Re: Unicode String literals on various platforms

2000-08-08 Thread Antoine Leca

Bob Jones wrote:
 
 In a C program, how do you code Unicode string literals on the following
 platforms:
 NT
 Unix (Sun, AIX, HP-UX)
 AS/400

We devised a solution for this problem in the C99 Standard.
The "solution" is named "UCN", for Universal Character Notation, and 
is essentially to use the (borrowed from Java) \u notation, like
(with Ken's example)

  char C_thai[] = "\u0E40\u0E02\u0E17\u0E32\u0E49\u0E1B\u0E07\u0E1C\u0E33";

And similarlywchar_t C_thai[] = L"\u0E40... or
 TCHAR_T C_thai[] = T("\u0E40...
depending on your storing option. See below for more.

The benefit is that now, your C program is portable to any platform
where the C compiler complies to C99.
The drawback is that, nowadays, there is very few such compilers.

 
 Everything I have read says not to use wchar_t for cross platform apps
 because the size is not uniform, i.e. NT it is an unsigned short (2 bytes)
 while on Unix it is an unsigned int (4 bytes).  If you create your own TCHAR
 or whatever, how do you handle string literals? 

A similar problem exists with numbers, doesn't it? And the usual solution
is to *not* exchange data in internal format, but rather to use textual
representations.
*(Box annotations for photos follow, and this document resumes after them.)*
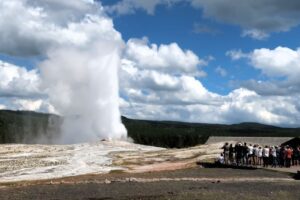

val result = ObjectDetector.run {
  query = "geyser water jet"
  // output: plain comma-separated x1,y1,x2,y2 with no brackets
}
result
39,10,126,143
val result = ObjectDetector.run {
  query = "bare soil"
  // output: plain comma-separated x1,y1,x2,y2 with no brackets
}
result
0,167,300,200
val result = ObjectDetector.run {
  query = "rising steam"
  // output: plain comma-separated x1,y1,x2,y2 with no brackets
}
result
0,0,126,143
40,9,126,143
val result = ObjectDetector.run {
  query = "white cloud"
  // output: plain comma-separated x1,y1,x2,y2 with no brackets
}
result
227,46,300,96
121,88,300,127
250,46,300,79
226,49,249,60
125,38,206,74
120,39,300,126
105,0,182,15
215,66,227,77
0,0,120,56
0,60,43,97
106,0,300,40
242,29,269,40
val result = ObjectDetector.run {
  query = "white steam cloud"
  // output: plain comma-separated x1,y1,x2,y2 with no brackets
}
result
0,0,126,143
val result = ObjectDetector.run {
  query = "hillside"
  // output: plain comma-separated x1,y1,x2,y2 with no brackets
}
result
0,110,300,148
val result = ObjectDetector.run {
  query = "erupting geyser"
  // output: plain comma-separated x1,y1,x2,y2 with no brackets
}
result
0,0,126,143
40,11,126,143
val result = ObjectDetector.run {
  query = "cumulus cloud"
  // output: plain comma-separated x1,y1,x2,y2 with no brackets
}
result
106,0,181,15
120,39,300,126
0,60,44,97
0,0,101,56
125,38,207,76
227,46,300,96
107,0,300,40
120,39,216,108
250,46,300,80
215,66,227,77
226,49,249,60
122,88,300,127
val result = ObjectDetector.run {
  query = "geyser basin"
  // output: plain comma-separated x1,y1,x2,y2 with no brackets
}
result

Agreed?

For a C _program_, where the textual representation are string litteral (rather
that array of integers), C99 UCN is the way to go.

Now, since you are talking of wchar_t vs. other forms of storing characters,
I wonder if you are not asking about the problem of the manipulated _datas_,
as opposed to the C program.

Then, I believe the solution is exactly the same as with numbers: internally
use whatever is the most appropriate to the current platform (the TCHAR_T/T()
solution of Microsoft is nice because it conveniently alternate to either
char or wchar_t depending of compilation options), but when exchanging datas,
change to a common, textual representation.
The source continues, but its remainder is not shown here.